CASPER, Wyo. (AP) — A safety program launched three years ago at Wyoming Medical Center has led to a 70 percent drop in errors that cause serious harm to patients, officials at the Casper hospital said Friday.
The effort, partly inspired by CEO Vickie Diamond's visit to NASA's Kennedy Space Center, led to several changes at the hospital, including daily safety briefings and badges that help nurses avoid distractions while handling medications.
The program has lowered malpractice insurance costs, and probably reduced the number of lawsuits, said Risk Manager Shawna Willcox. The hospital has currently gone six months without a serious incident.
"The people at the bedsides see that," she said. "Physicians see that. Everybody sees that we are safer than we were three years ago."
Willcox and other hospital officials described their experience during the Wyoming Patient Safety Summit in Casper, a first-time event organized by the Wyoming Medical Society and the Wyoming Hospital Association.
WMC began its safety program in the fall of 2009. Diamond visited the Kennedy Space Center and learned how the agency changed its safety culture after the Columbia space shuttle disaster.
Before the safety program, hospital officials would examine errors as individual incidents. That kept them from getting a complete picture of their safety performance.
With a consultant's help, administrators studied two years' worth of reports and data. They showed WMC was merely average when it came to patient safety.
"We kind of had that 'ah ha' moment when we pulled all the data together and we said . 'we're a hospital that needs a safety culture,'" Willcox said.
Instilling that culture took time. The hospital held focus groups among the staff to find areas where it could improve. It began daily safety briefings and a hotline where doctors could report concerns.
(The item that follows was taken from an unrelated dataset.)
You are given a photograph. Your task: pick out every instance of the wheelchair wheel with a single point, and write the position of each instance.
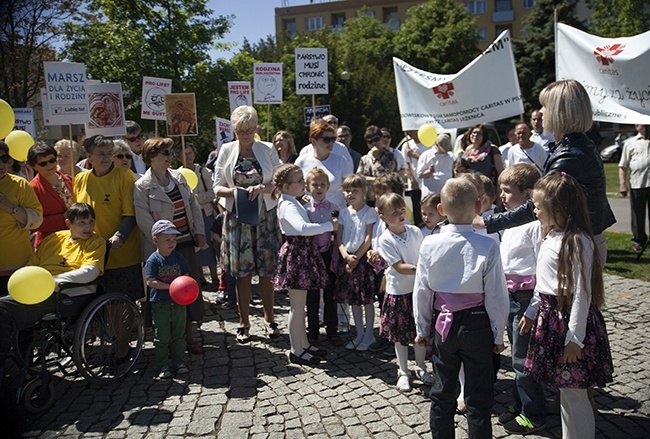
(108, 338)
(36, 396)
Officials approached family members of a patient who was harmed by a hospital error about sharing their story as a training tool, Willcox said. After some talk, the family agreed.
Another change targeted medication errors. The hospital began using red badges to signify that a nurse is administering medication and shouldn't be interrupted.
WMC tried to create a system in which providers would feel comfortable sharing concerns with someone in a higher position of authority. Staff developed a common language for raising questions without feeling threatened.
"Now, when someone says, 'I have a concern,' people stop to listen," Willcox said.
Three years into the effort, hospital officials believe they've gotten a good return on their investment, Diamond said.
"It is worth every penny that we have spent to get our staff and our culture . aligned on safety," she said. "They are all looking at how we take better care or our patients."